Sumber: Reuters | Editor: Anna Suci Perwitasari
KONTAN.CO.ID - SEOUL. Korea Selatan menyambut presiden baru dengan kemenangan Lee Jae-myung, seorang liberal. Lee berjanji untuk mengangkat Korea Selatan dari kekacauan akibat darurat militer dan menghidupkan kembali ekonomi yang terhuyung-huyung dari pertumbuhan yang melambat dan ancaman proteksionisme global.
Kemenangan telak Lee dalam pemilihan umum dadakan hari Selasa (3/6) akan membawa perubahan besar dalam ekonomi terbesar keempat di Asia, setelah reaksi keras terhadap upaya gagal pemerintahan militer menjatuhkan Yoon Suk Yeol, hanya dalam tiga tahun masa jabatannya yang bermasalah.
Dengan 100% suara yang dihitung, Lee telah memenangkan 49,42% dari hampir 35 juta suara yang diberikan.

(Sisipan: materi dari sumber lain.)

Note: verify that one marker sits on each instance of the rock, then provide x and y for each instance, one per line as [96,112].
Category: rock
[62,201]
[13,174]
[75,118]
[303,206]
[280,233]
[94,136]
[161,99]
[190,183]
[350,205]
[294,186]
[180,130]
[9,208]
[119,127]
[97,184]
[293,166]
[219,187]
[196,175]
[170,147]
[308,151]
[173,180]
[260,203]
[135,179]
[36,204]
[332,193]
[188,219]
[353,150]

Sementara saingannya yang konservatif, Kim Moon-soo, memperoleh 41,15% suara dalam jajak pendapat yang menghasilkan jumlah pemilih tertinggi untuk pemilihan presiden sejak 1997, menurut data Komisi Pemilihan Umum Nasional.
Mantan pengacara hak asasi manusia yang kini berusia 61 tahun itu menyebut pemilihan umum kali ini sebagai "hari penghakiman" terhadap darurat militer Yoon. Ini juga jadi kegagalan Partai Kekuatan Rakyat untuk menghentikan langkah yang bernasib buruk itu.
Baca Juga: Warga Korea Selatan Memilih Presiden, Berharap Stabilitas Pulih Pasca Darurat Militer
"Misi pertama adalah untuk secara tegas mengatasi pemberontakan dan untuk memastikan tidak akan pernah ada kudeta militer lain dengan senjata dan pedang yang diarahkan terhadap rakyat," kata Lee dalam pidato kemenangan di luar parlemen.
"Kita dapat mengatasi kesulitan sementara ini dengan kekuatan gabungan rakyat kita, yang memiliki kemampuan hebat," katanya.
Lee secara resmi dikukuhkan sebagai presiden oleh Komisi Pemilihan Umum Nasional pada Rabu pagi dan segera memangku jabatan presiden dan panglima tertinggi Korea Selatan.
Pelantikan singkat direncanakan di parlemen dalam beberapa jam setelah pengukuhan resmi.
Serangkaian tantangan ekonomi dan sosial menanti Lee, termasuk masyarakat yang sangat terluka oleh perpecahan setelah upaya darurat militer dan ekonomi yang sangat bergantung pada ekspor yang terhuyung-huyung akibat langkah proteksionis yang tidak dapat diprediksi oleh Amerika Serikat, mitra dagang utama dan sekutu keamanan.
Dekrit darurat militer dan enam bulan kekacauan berikutnya, yang melibatkan tiga penjabat presiden yang berbeda dan beberapa pengadilan pemberontakan kriminal untuk Yoon dan beberapa pejabat tinggi, menandai penghancuran diri politik yang mencengangkan bagi mantan pemimpin tersebut dan menghambat pertumbuhan ekonomi yang sudah melambat.
Lee telah berjanji untuk meningkatkan investasi dalam inovasi dan teknologi guna mendorong negara tersebut pada lintasan pertumbuhan lain sambil meningkatkan dukungan bagi keluarga berpenghasilan menengah dan rendah.
Lee diperkirakan akan bersikap lebih lunak terhadap China dan Korea Utara, dan telah berjanji untuk melanjutkan keterlibatan dengan Jepang di era Yoon.